I've been trying to get a grip on this trope for a while. Most of my WIPs do not have the semi-required gay or black best friend and I feel like I am shirking some societal responsibility. I can't do a legit MC from either perspective because honestly, I'm not that good. I'm not saying it can't be done, just that it takes a better writer. I'm whitebread through and through. I still like Third Eye Blind. There is no hope for me.
Still, I do have friends who are not white. Or straight. I like them. I respect them. So why don't these folks pop up in my MSs?
I had an epiphany yesterday. I saw an article on the internet about the "Black Best Friend." She is everywhere and always portrayed favorably. Her qualifications are: sassy, grounded, cooler than her white Main Character counterpart. She offers the words of wisdom that Ms. Whitey must embrace to achieve her goal of career and relationship fulfillment. The Gay Best Friend does the same thing but with more swishing and better fashion advise. Occasionally the best friend is Latina, but she is interchangeable with Black Best Friend. Earth Mother hip types who enjoy the spiritual gift of perceptive insight into humanity.
I think it's degrading. It is a shortcut purely for the development of the white character. The reader/audience knows that our hero is a good, non-prejudiced person because of the props in place, in this case a minority best friend. It's also code for the writers/producers to pat themselves on the back and say to the world: "I'm not a racist homophobe! I like you people!" I haven't thrown any of my real life non-white/alternative buddies into stories because I do not want to reduce them to props.
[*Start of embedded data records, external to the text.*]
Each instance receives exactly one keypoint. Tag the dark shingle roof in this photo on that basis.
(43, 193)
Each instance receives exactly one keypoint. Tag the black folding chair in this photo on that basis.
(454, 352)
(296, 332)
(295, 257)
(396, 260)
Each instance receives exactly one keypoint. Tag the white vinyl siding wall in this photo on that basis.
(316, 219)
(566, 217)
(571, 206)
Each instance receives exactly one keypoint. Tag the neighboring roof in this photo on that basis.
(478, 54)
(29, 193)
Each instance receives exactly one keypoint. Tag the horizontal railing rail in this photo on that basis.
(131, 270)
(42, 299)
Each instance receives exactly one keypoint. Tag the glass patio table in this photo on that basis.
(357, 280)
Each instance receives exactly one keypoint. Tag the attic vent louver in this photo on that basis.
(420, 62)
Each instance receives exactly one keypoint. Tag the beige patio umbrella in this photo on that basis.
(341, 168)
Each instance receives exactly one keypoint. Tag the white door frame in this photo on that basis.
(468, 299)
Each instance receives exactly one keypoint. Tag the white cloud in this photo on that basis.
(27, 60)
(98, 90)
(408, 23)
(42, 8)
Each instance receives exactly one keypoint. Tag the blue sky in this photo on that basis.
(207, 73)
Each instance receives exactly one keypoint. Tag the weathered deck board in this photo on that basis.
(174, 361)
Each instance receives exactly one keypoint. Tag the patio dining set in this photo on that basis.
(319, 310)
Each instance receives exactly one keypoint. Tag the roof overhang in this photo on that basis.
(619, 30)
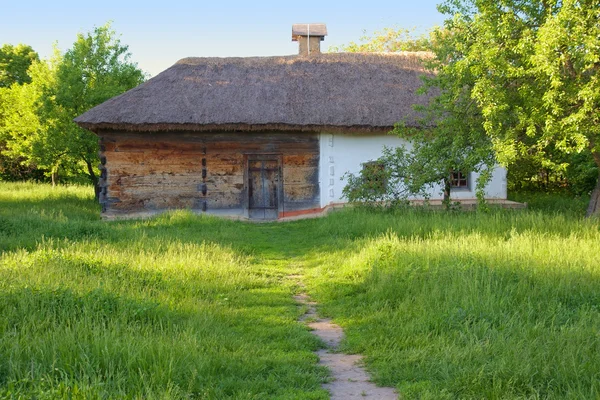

Now that I've put my finger on the source of my reticence, I feel better able to tackle it. For a while I thought I just disliked the cliche of it all but I have other cliches that crop up here and there, so that really wasn't it. When I look around at my own circle of friends I notice two things: each one is an individual, not a representative of a group. And I have more than one friend whose first language is not English, who not too long ago would have been denied membership to the Country Club based on race or religion, or whose marriage is not legally recognized by my state.
The trick to populating fiction with characters instead of cardboard cutouts of acceptable minority roles is to make the MC's circle of friends match reality. If her best friend is black it seems unlikely that this person would be her only black friend. People don't take applications for friends, assigning one slot to each minority and filling the rest of the positions with faces that look just like theirs. Ensemble casts in books and movies do. There is a reason they call it the "token" whatever friend.
Why can't our forward-thinking, enlightened MCs have a more checkered clique of homeys? In reality, people tend to be either very segregated or very desegregated. It's either all white folks at your dinner party or about half of them aren't. I'd like to see this revolutionary concept incorporated more widely. Maybe even an MC who is the token straight, white kid surrounded by "other" people good enough to overlook it and judge the individual by her merit. That I could pull off...I've been that guy. I'm bored and annoyed with the MC who is a kind enough person to look past differences and have A friend from another background. It's just a reinvention of the benevolent white protector who always gets to be the hero.